In his latest Katrina Pain Index report, civil rights attorney Bill Quigley shared statistics that paint a grim reality facing the city’s poor and working-class residents.

Quigley points out, for example, it costs 33 percent more to rent a one-bedroom apartment than it did in 2005 and 41 percent more to rent a two-bedroom apartment.

With sky-high rental rates, ever-rising property taxes, Sewerage & Water Board fees, insurance rates and energy bills, life is anything but easy for most of the residents of this majority-Black city.

While Katrina recovery was supposed to make things better for residents, Quigley’s Katrina Pain Index makes it clear that the benefits of living in a “new New Orleans” have not trickled down to the Black masses.

For instance, he reported that the median income for white families is $60,553, compared to a median income of $25,102 for Black families.
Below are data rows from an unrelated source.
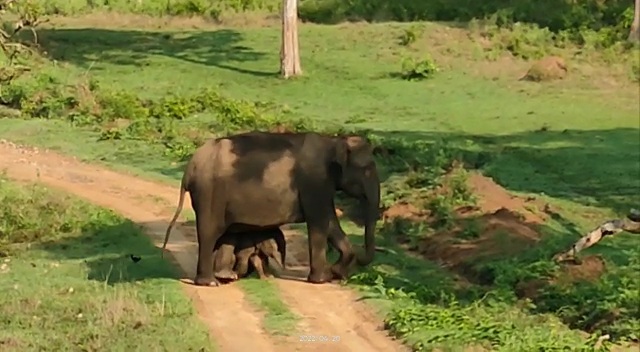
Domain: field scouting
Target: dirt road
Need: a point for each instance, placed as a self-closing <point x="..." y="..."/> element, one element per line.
<point x="324" y="309"/>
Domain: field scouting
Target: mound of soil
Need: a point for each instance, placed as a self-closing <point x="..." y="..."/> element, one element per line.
<point x="500" y="225"/>
<point x="546" y="69"/>
<point x="496" y="234"/>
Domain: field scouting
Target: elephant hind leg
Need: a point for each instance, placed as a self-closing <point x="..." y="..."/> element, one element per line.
<point x="347" y="259"/>
<point x="224" y="260"/>
<point x="242" y="267"/>
<point x="257" y="262"/>
<point x="209" y="230"/>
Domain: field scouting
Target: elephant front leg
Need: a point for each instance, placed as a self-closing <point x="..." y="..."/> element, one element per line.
<point x="318" y="271"/>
Those numbers explain why 50 percent of the city’s Black children live in poor households. The Data Center reported that 37 percent of New Orleans renters spend more than 50 percent of their income on rent, leaving very little money for other expenses. Before Katrina, the average renter spent 19 percent of his or her income on rent.

Making matters worse is the fact that there are 9,000 fewer New Orleanians receiving food stamps than before Katrina and 6,000 fewer people receiving Social Security than there were before Katrina.

Despite these numbers, the Landrieu administration and non-profit groups have touted the city’s progress in transforming New Orleans into a world-class city.